Because SFS adjusted students’ aid packages in response to the tuition increase and the economic strains caused by the COVID-19 pandemic, Wanda now pays less in tuition than she did in 2019, during her first semester at Wellesley.
In the midst of concern from many students and families, SFS has been able to grant some students additional financial support as a result of the Higher Education Emergency Relief Act under the American Rescue Plan.
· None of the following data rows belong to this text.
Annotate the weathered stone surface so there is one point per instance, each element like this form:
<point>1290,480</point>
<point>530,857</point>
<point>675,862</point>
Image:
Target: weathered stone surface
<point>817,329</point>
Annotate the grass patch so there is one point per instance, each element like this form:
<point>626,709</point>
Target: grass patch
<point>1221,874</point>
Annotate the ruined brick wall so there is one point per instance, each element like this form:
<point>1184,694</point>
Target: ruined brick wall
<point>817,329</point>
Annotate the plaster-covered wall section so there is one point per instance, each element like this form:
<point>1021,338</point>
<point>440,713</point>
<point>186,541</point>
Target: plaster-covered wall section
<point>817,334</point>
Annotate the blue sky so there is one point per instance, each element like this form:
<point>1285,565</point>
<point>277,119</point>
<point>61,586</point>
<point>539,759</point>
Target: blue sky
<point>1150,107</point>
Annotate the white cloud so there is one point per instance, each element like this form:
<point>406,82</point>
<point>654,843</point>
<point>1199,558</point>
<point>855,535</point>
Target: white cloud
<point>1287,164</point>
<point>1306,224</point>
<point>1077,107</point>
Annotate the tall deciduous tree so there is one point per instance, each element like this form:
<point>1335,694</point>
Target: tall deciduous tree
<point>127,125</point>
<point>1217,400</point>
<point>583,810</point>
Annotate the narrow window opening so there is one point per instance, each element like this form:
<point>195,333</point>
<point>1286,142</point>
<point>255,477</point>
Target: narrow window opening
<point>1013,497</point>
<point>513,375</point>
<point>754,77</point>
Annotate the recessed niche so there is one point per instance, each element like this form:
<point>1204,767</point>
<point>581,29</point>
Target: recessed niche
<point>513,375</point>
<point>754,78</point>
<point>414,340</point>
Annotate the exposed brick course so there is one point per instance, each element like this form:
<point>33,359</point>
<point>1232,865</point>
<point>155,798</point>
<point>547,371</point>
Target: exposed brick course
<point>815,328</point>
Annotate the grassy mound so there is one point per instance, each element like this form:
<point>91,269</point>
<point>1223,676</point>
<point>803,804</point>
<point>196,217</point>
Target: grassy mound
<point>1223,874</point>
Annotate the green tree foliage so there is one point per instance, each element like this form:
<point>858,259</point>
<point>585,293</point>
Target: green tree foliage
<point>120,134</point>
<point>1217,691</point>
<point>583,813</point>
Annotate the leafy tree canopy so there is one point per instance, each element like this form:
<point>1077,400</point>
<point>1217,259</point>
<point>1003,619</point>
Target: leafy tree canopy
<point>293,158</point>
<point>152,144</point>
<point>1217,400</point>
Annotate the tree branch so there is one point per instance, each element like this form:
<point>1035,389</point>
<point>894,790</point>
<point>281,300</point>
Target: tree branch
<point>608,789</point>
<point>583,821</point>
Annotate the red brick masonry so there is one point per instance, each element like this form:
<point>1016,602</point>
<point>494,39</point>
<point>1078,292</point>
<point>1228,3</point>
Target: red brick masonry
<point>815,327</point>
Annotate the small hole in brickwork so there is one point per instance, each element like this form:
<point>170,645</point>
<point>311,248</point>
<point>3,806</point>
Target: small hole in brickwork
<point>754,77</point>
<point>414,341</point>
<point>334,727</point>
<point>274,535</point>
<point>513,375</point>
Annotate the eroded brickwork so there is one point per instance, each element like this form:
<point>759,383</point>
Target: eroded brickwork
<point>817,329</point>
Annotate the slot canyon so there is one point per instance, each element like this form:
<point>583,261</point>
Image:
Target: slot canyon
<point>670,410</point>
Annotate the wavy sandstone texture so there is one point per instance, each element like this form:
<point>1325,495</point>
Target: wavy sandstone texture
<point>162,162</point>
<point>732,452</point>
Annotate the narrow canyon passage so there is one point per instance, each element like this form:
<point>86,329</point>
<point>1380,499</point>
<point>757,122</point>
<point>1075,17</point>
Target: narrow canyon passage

In her letter announcing the tuition hike, President Paula Johnson assured families of Wellesley’s dedication towards making the College affordable, acknowledging the economic implications of the COVID-19 pandemic, as well as the increasing national cost of higher education.
“I want to assure you that we are committed to keeping Wellesley accessible,” Johnson wrote.
However, rising tuition rates have created uncertainty and concern among students. The amount of financial aid available to individual students varies. In addition, students who have already received financial aid packages but are still unable to meet tuition expenses or have since experienced a change in finances as a result of the pandemic must appeal to SFS before their aid packages are considered for modification. In addition to being a concern for students receiving full financial aid, Wanda added that she believes the tuition increase to be a major concern for students and families who are not deemed eligible for full financial aid but who still struggle to meet tuition demands. As the COVID-19 pandemic continues to magnify pre-existing and new obstacles to higher education, the decision to increase tuition has created another obstacle for Wellesley students and families to navigate.